Prisoners help threatened species make a comeback

Prisoners help threatened species make a comeback »Play Video
Harry Greer, senior caretaker of Cedar Creek Correctional Center's endangered frog program, feeds a group of recently hatched tadpoles.
LITTLEROCK, Wash. - A special group of workers in Washington state is saving a threatened species.

Their efforts have stunned researchers. And what's even more surprising to some is the unusual lab where the effort is taking place.

Harry Greer is one of those workers. He works hands-on with 100 tadpoles, providing them with constant care so that they'll grow into adult Oregon spotted frogs - a dwindling species that is a candidate for the endangered list.

Greer is helping to bring the frogs' numbers back up - but he's no biologist.

"I used to sell drugs and run hookers in motels," he says matter-of-factly.

Greer is an inmate behind the fence and barbed wire at Cedar Creek Correctional Center.
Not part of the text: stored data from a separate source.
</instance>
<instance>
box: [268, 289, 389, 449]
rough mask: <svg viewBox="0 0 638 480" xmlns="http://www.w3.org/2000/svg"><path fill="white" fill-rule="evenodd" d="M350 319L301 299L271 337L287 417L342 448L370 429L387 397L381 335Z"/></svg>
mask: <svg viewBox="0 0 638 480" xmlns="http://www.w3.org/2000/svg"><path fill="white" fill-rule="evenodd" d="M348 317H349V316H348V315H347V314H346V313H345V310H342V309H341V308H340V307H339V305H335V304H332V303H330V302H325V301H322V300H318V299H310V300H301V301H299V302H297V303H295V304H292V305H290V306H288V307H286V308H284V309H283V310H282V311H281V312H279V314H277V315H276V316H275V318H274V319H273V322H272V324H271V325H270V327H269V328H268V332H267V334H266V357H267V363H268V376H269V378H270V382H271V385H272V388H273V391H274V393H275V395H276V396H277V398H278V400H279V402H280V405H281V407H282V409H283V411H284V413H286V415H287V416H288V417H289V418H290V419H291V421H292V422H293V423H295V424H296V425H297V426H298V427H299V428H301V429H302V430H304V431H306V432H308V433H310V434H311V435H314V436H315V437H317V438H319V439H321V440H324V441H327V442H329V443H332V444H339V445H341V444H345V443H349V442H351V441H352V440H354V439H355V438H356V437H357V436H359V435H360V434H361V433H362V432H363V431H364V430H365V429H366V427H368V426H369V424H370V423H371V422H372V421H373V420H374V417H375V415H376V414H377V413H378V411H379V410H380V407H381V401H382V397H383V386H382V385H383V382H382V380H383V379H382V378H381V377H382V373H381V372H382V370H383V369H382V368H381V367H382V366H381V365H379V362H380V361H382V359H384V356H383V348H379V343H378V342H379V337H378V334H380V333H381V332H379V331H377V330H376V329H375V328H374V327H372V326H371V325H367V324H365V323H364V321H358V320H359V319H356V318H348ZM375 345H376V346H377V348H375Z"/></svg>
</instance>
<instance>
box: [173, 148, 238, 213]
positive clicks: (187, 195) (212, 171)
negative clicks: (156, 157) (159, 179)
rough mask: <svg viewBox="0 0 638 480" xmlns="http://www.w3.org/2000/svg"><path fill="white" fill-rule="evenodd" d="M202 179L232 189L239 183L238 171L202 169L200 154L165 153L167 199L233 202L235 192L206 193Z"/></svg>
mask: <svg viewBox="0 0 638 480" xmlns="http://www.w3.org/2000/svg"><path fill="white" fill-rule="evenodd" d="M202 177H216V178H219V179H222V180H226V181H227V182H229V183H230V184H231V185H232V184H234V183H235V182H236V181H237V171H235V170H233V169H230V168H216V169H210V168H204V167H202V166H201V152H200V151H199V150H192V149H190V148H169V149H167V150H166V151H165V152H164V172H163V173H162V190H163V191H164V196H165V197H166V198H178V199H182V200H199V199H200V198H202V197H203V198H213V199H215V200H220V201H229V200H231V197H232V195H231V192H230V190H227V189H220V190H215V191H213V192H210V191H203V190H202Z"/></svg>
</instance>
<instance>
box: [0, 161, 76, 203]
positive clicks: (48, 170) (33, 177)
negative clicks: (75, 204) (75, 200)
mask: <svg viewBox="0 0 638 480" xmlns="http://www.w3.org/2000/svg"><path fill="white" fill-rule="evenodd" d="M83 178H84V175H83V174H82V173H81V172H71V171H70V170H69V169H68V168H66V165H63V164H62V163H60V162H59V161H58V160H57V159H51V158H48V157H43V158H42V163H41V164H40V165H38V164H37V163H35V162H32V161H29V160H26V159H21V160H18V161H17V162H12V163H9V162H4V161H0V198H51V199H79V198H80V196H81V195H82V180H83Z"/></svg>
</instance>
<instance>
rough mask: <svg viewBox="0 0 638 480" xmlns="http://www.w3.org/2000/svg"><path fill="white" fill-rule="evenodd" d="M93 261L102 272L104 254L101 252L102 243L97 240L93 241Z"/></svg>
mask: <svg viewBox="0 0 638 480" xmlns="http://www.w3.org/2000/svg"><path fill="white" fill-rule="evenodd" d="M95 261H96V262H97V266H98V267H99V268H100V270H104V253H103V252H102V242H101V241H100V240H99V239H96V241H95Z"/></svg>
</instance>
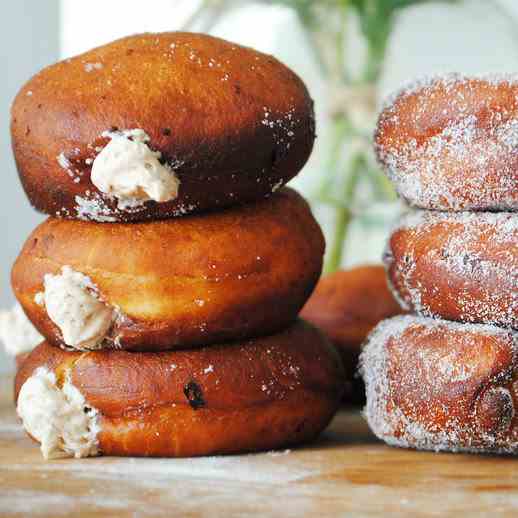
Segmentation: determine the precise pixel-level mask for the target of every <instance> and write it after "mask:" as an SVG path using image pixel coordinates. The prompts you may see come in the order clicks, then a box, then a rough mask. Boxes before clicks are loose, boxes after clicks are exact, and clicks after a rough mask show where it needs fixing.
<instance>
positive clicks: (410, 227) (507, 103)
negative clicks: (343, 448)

He's now senior caretaker of the prison's endangered frog program.

"It's given me a whole different outlook on life," he says. "I know there's more to life than the streets."

The same is true for Taylor Davis, who was locked up four years ago for car theft.

"It gives me something to be good about every day," he says. "You know, I wouldn't want to lose this."

Cedar Creek is a model for sustainability, already into organic gardening and composting - and that's why The Evergreen State College and the state Department of Fish and Wildlife chose it to raise frogs.

The amphibians will eventually find a home in the Joint Base Lewis McChord wetlands - a fragile ecosystem that is being rebuilt.

Zoos also raise the frogs for release - but it's the ones from Cedar Creek prison that are flourishing.

"There's so many programs that can be done by inmates, it's really infinite," says Marko Anderson, director of the program.

Anderson says the prison frogs are healthier and have higher survivability rates because the inmates give them constant care - with regular feeding and fresh water.

Researchers now come to them for advice.

Greer gets out of prison in December, and he hopes to continue his work at a zoo. Helping frogs find their own freedom has changed his life.

"I think, 'What part of the chain of life is this animal in?' - you know what I mean? Now everything to me is the chain of life," he says.

The frogs should be fully grown by November or December - and that's when they'll be released into the wetlands.